After the detonable mixture in the detonation chamber 2 is detonated, because the pressure in the detonation chamber 2 is higher than the pressure in the high-pressure generator 6, the high-pressure generator 6 no longer outputs ignition gas to the detonation chamber 2; When the indoor pressure is higher than the high-pressure generator 6, the detonation chamber 2 injects high-temperature and high-pressure gas into the high-pressure generator 6 through the jet propagation pipe 5, and stores it in the high-pressure generator. Therefore, when multiple detonation tubes work at the same time, The high voltage generator can properly reduce the knocking frequency.

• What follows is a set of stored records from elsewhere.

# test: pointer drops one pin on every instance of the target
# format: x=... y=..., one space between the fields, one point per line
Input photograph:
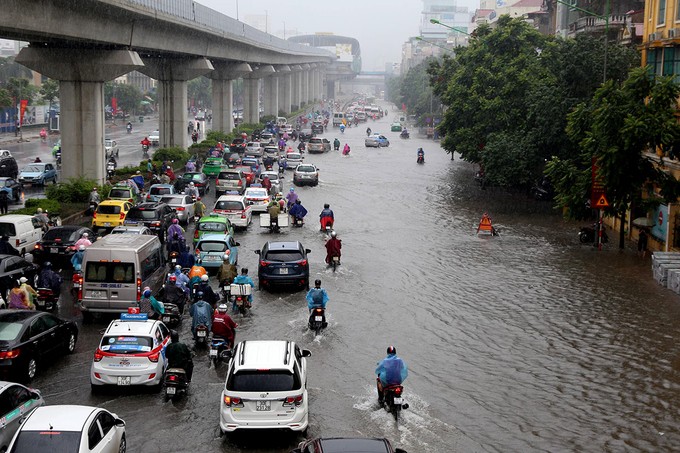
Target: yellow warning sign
x=602 y=202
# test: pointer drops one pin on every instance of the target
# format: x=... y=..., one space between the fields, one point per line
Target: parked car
x=16 y=403
x=183 y=205
x=12 y=187
x=39 y=173
x=76 y=429
x=58 y=243
x=283 y=263
x=156 y=216
x=266 y=387
x=306 y=174
x=30 y=339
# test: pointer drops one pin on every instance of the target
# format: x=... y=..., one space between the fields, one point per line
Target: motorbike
x=219 y=350
x=176 y=382
x=201 y=335
x=317 y=320
x=588 y=234
x=393 y=401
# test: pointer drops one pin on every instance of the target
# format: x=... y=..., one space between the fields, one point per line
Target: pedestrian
x=642 y=243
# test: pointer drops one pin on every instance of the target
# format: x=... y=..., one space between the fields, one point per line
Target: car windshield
x=9 y=330
x=101 y=272
x=50 y=440
x=212 y=226
x=283 y=256
x=107 y=209
x=263 y=381
x=212 y=246
x=120 y=344
x=142 y=214
x=229 y=205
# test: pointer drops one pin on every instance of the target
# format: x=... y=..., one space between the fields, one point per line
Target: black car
x=345 y=444
x=9 y=167
x=12 y=268
x=283 y=263
x=238 y=145
x=156 y=216
x=58 y=244
x=29 y=339
x=12 y=186
x=199 y=179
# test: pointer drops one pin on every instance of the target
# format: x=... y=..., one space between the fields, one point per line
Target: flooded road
x=524 y=342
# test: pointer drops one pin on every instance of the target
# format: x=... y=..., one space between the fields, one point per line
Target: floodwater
x=525 y=342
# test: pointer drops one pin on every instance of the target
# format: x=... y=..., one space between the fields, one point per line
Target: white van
x=117 y=268
x=23 y=231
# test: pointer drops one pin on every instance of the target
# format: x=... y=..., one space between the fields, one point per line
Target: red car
x=248 y=172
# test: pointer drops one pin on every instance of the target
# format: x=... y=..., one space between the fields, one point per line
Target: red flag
x=22 y=109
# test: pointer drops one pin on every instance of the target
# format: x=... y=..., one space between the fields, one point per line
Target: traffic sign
x=602 y=202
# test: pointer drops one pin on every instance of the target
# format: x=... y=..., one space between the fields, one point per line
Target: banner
x=22 y=109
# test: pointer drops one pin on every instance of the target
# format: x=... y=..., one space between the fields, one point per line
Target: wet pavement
x=524 y=342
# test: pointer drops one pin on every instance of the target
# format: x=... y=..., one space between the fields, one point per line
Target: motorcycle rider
x=327 y=218
x=297 y=210
x=243 y=279
x=201 y=313
x=317 y=296
x=178 y=355
x=77 y=258
x=50 y=279
x=224 y=326
x=333 y=246
x=391 y=371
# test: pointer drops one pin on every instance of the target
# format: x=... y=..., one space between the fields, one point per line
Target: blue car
x=39 y=173
x=212 y=247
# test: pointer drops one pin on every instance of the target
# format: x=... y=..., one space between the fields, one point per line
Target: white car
x=155 y=138
x=257 y=198
x=266 y=387
x=236 y=209
x=131 y=352
x=76 y=429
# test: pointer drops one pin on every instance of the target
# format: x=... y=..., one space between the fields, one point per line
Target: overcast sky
x=381 y=26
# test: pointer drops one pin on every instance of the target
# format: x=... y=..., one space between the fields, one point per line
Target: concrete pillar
x=81 y=74
x=222 y=93
x=172 y=74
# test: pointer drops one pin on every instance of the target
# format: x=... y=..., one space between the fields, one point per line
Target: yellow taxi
x=110 y=214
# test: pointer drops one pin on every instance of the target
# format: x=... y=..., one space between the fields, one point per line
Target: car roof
x=58 y=418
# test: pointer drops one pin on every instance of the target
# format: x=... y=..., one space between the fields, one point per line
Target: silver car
x=182 y=204
x=16 y=402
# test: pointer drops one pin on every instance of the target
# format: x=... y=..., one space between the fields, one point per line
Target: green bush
x=73 y=190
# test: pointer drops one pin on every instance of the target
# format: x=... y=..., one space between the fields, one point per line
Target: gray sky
x=381 y=26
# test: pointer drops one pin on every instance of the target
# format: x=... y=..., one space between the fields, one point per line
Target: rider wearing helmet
x=391 y=371
x=317 y=296
x=223 y=325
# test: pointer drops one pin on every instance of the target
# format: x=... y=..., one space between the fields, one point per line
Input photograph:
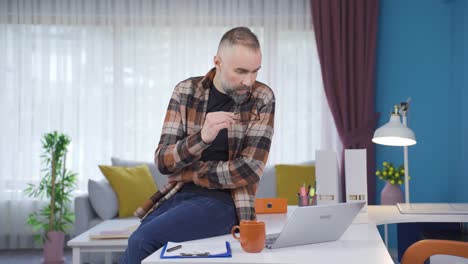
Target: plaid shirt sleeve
x=176 y=150
x=248 y=167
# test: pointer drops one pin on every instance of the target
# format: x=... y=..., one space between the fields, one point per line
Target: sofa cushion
x=133 y=185
x=289 y=178
x=159 y=179
x=103 y=199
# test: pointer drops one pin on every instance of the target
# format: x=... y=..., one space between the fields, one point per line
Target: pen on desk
x=173 y=248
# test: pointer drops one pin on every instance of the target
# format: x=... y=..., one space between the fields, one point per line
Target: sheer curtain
x=103 y=72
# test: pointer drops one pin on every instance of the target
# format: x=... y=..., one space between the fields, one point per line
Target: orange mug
x=252 y=235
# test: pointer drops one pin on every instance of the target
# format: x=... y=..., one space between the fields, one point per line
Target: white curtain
x=103 y=72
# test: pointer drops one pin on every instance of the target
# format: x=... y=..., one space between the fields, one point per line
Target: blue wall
x=421 y=53
x=459 y=142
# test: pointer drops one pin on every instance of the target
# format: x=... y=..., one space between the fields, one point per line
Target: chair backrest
x=423 y=249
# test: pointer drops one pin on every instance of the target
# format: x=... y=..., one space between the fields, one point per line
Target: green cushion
x=133 y=185
x=289 y=178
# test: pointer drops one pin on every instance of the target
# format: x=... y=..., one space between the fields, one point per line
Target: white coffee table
x=82 y=242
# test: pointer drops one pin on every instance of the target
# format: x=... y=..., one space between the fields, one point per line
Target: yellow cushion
x=133 y=186
x=289 y=178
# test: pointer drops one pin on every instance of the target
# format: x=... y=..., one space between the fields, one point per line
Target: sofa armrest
x=84 y=213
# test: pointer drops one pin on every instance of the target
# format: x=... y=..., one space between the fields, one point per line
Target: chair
x=418 y=252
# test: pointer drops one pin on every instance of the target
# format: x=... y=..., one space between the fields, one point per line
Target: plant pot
x=53 y=247
x=391 y=194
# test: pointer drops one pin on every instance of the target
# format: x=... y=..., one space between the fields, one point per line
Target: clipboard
x=187 y=250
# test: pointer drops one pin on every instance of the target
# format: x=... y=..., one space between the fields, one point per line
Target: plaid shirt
x=249 y=140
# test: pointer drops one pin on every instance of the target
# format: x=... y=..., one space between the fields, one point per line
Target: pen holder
x=306 y=200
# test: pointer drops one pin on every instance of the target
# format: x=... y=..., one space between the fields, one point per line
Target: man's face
x=236 y=71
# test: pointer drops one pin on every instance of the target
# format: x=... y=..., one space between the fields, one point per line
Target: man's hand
x=214 y=122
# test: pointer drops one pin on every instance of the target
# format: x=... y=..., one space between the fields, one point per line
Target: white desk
x=361 y=243
x=82 y=243
x=389 y=214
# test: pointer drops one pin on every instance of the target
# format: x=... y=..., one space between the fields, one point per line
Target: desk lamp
x=394 y=133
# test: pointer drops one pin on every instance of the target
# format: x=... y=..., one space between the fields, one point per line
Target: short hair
x=240 y=36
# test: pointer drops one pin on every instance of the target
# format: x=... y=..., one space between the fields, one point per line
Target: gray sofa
x=99 y=203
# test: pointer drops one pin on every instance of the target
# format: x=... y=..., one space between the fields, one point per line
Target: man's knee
x=141 y=243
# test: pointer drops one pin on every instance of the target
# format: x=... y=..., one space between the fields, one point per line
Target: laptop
x=315 y=224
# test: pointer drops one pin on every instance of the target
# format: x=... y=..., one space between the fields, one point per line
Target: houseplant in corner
x=56 y=185
x=394 y=177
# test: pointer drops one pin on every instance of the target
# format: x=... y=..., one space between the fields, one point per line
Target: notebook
x=433 y=208
x=192 y=249
x=315 y=224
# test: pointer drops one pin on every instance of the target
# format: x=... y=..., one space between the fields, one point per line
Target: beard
x=238 y=94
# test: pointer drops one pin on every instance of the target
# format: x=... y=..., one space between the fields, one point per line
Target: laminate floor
x=28 y=256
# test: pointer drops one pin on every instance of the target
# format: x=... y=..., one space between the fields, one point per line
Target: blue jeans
x=185 y=216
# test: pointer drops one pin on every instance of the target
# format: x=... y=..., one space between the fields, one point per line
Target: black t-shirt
x=219 y=148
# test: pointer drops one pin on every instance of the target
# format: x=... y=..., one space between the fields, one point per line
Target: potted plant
x=56 y=185
x=393 y=177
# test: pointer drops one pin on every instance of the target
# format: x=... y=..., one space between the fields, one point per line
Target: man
x=214 y=146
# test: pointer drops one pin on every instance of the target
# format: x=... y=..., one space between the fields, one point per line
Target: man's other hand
x=214 y=122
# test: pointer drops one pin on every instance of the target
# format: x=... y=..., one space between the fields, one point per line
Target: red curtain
x=345 y=31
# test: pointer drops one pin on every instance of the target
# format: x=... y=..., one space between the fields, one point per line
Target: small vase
x=53 y=247
x=391 y=194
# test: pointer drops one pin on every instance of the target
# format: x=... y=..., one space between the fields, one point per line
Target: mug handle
x=233 y=230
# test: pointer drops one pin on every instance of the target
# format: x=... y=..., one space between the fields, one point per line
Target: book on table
x=121 y=233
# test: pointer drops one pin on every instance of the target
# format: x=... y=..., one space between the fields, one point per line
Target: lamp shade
x=394 y=133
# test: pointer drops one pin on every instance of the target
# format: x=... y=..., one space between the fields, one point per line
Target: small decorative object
x=56 y=185
x=394 y=177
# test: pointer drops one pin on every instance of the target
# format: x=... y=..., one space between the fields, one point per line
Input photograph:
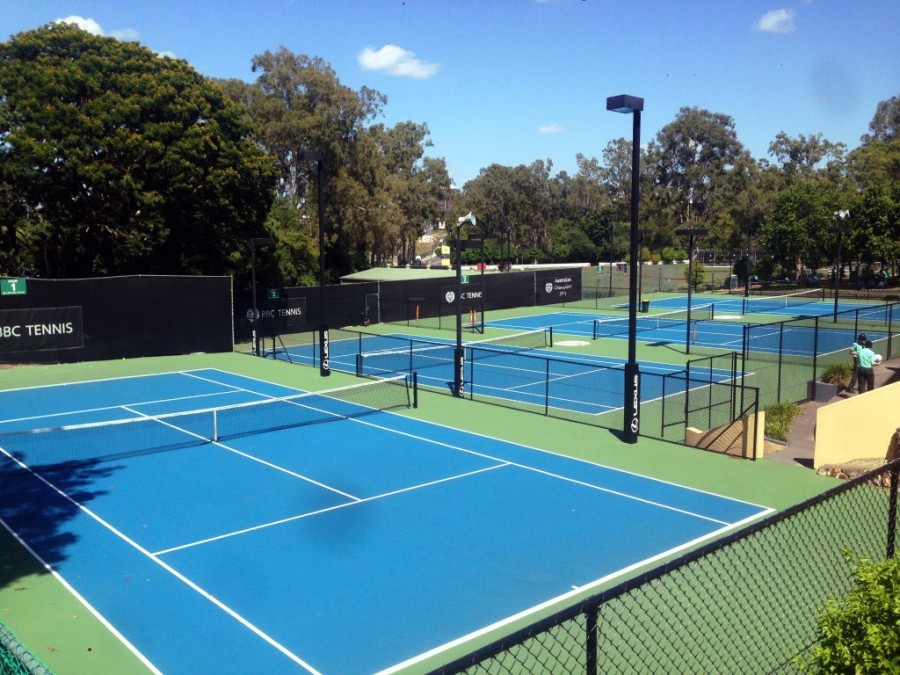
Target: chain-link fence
x=15 y=658
x=747 y=603
x=786 y=359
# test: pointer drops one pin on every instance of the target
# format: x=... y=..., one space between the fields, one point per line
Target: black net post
x=547 y=387
x=780 y=356
x=815 y=353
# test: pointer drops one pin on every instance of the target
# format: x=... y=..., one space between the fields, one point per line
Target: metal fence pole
x=892 y=512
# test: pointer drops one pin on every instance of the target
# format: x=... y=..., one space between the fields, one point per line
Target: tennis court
x=672 y=328
x=514 y=367
x=347 y=537
x=811 y=302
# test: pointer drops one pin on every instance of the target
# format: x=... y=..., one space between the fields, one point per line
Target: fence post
x=892 y=510
x=591 y=641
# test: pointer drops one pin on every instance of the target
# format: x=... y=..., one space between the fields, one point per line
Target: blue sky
x=513 y=81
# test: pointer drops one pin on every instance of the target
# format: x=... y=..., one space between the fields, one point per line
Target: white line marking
x=171 y=570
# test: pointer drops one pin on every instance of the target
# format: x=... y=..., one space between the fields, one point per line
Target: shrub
x=779 y=418
x=859 y=634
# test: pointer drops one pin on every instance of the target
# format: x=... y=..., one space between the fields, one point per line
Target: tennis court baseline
x=351 y=546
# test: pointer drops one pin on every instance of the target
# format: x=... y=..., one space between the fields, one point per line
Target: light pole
x=324 y=341
x=840 y=217
x=631 y=426
x=254 y=313
x=610 y=259
x=691 y=232
x=459 y=354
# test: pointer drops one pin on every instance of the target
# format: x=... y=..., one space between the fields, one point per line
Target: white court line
x=328 y=509
x=249 y=456
x=574 y=593
x=168 y=568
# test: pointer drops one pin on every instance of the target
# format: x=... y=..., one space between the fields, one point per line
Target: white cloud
x=394 y=60
x=125 y=34
x=776 y=21
x=92 y=27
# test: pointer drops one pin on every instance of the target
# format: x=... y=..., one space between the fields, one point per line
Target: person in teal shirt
x=866 y=368
x=854 y=351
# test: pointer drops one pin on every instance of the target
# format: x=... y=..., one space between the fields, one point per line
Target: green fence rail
x=15 y=658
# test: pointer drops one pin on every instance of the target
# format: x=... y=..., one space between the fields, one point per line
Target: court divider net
x=419 y=355
x=767 y=303
x=114 y=439
x=619 y=326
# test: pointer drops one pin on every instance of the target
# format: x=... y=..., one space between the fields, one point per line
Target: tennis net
x=774 y=302
x=115 y=439
x=614 y=327
x=420 y=355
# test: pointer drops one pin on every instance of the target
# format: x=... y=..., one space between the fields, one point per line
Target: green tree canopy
x=115 y=160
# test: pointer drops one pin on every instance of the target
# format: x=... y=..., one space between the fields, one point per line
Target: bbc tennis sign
x=13 y=287
x=41 y=329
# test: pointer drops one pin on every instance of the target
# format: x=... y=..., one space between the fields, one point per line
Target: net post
x=815 y=354
x=547 y=388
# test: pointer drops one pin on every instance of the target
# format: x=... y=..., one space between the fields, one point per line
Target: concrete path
x=800 y=446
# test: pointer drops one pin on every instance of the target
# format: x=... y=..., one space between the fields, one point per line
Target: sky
x=514 y=81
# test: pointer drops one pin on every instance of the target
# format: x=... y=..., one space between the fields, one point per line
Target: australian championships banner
x=41 y=329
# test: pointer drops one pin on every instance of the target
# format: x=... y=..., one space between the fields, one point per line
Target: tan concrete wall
x=860 y=427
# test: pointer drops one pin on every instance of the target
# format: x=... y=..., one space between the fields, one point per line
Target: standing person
x=854 y=352
x=866 y=371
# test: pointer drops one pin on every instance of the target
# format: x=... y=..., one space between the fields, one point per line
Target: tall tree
x=690 y=160
x=117 y=160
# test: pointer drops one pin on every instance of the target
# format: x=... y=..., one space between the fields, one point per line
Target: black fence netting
x=786 y=359
x=747 y=603
x=70 y=320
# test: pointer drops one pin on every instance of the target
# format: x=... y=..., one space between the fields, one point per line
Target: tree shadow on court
x=37 y=519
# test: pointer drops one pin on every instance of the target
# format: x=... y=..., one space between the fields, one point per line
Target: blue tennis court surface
x=580 y=383
x=797 y=340
x=353 y=546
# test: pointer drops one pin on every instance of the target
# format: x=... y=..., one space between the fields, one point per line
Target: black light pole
x=610 y=259
x=631 y=426
x=459 y=354
x=253 y=315
x=691 y=232
x=324 y=341
x=641 y=267
x=841 y=217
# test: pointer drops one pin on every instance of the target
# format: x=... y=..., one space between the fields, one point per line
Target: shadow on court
x=40 y=516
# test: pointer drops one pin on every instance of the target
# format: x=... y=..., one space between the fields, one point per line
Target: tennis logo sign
x=635 y=402
x=324 y=351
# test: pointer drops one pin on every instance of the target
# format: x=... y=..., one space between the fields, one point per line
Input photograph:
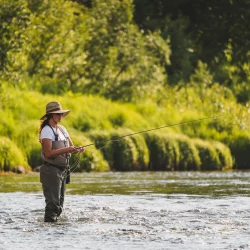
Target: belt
x=62 y=168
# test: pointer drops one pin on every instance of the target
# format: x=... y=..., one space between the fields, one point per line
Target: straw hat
x=54 y=108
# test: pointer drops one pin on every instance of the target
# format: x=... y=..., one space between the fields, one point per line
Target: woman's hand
x=76 y=150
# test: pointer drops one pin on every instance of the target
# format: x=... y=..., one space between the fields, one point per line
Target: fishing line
x=152 y=129
x=106 y=142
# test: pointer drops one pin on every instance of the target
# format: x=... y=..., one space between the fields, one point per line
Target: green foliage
x=129 y=153
x=239 y=145
x=164 y=152
x=225 y=157
x=189 y=155
x=11 y=156
x=208 y=155
x=91 y=159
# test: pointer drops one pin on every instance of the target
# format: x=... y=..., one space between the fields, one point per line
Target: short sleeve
x=47 y=133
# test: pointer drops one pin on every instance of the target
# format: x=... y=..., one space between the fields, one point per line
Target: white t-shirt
x=47 y=133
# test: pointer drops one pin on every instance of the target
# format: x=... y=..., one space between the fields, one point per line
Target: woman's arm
x=49 y=152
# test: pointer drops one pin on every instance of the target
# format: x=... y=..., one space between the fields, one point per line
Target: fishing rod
x=152 y=129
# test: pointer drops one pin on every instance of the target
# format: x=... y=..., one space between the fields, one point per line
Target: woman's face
x=57 y=117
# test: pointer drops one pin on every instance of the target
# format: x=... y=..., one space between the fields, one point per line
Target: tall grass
x=93 y=118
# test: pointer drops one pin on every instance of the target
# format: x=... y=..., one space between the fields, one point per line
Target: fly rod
x=152 y=129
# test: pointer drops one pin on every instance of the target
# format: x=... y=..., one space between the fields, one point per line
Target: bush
x=123 y=154
x=27 y=139
x=189 y=155
x=208 y=155
x=240 y=148
x=225 y=157
x=163 y=151
x=11 y=156
x=91 y=159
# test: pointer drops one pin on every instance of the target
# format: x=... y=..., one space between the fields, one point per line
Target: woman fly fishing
x=57 y=148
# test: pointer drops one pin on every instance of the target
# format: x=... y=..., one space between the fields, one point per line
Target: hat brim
x=65 y=113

When the discharge of combustion products in the detonation chamber 2 stops and the new detonable mixture starts to be filled, the high-pressure generator 6 continuously injects high-temperature and high-pressure gas into the igniter 3. This steady-state working mode is beneficial to improving the ignition system. The stability has a very beneficial effect.

Claims (4)

1. a kind of pulse-knocking engine system of the big hot-fluid igniting in rear end, including isolation gas system pipeline, fuel system pipe, Oxidizer systems pipeline, isolation gas current divider and gaseous mixture current divider, the oxidizer systems pipeline and fuel system pipe with Gaseous mixture current divider connects, and connecting pipe is equipped with valve, and isolation gas supply air line is connected with gas current divider is isolated, and is connected Pipeline is equipped with valve；It is characterized in that, further including several identical detonation combustors parallel with one another；Gas current divider is isolated It is connect respectively by pipeline with each detonation combustor with gaseous mixture current divider, and pipeline is equipped with valve；

The detonation combustor includes several detonation tubes (2), igniter (3), jet pipe (4), jet stream propagates pipe (5) and high pressure occurs Device (6)；Several detonation tubes (2) are propagated pipe (5) by jet stream and are connected with high pressure generator (6) perforation；Detonation tube (2) one end connects Pinking chamber inlet (1) is used as entrance, and the other end is sequentially connected with igniter (3) and jet pipe (4), and igniter (3) and jet pipe (4) are Positioned at one end of detonation tube (2) airflow downstream；Gas current divider and gaseous mixture current divider is isolated respectively to detonation tube (2) and high pressure It is filled with isolation gas and explosive gaseous mixture in raw device (6)；After high pressure generator (6) igniting, inside forms multistage detonation wave, generates high Warm high pressure gas propagates pipe (5) by jet stream and leads to igniter (3), causes igniter (3) to be lighted a fire, and in detonation tube (2) interior shape At detonation wave, detonation wave is inversely propagated up to detonation tube (2) entrance；The high temperature and high pressure gas that detonating combustion generates passes through jet pipe (4) it is sprayed after accelerating.

2. a kind of pulse-knocking engine system of the big hot-fluid igniting in rear end as described in claim 1, which is characterized in that described High pressure generator (6) is by high pressure generator entrance (6-1), spark plug (6-2), detonator (6-3), two level detonation tube (6-4), outside Shell (6-5), high pressure generator export (6-6) composition；High pressure generator entrance (6-1) and spark plug (6-2) are mounted on detonation Pipe stretches out one end of outer housing (6-5), and detonator (6-3) is nested in two level detonation tube (6-4), and two level detonation tube (6-4) is embedding It is sleeved in outer housing (6-5).

3. a kind of pulse-knocking engine system of the big hot-fluid igniting in rear end as described in claim 1, which is characterized in that described Igniter (3) generally column is provided with through-hole on outer wall as igniter entrance (3-1), a ring is circumferentially provided on inner wall Shape slot, as steady flame slot (3-2), inner wall axis direction has fusiform structure (3-3) for reflected shock wave, forms igniting hot spot.

4. a kind of pulse-knocking engine system of the big hot-fluid igniting in rear end as claimed in claim 3, which is characterized in that described Igniter entrance (3-1) axis is vertical with igniter (3) axis, tangent with steady flame slot slot bottom inner wall.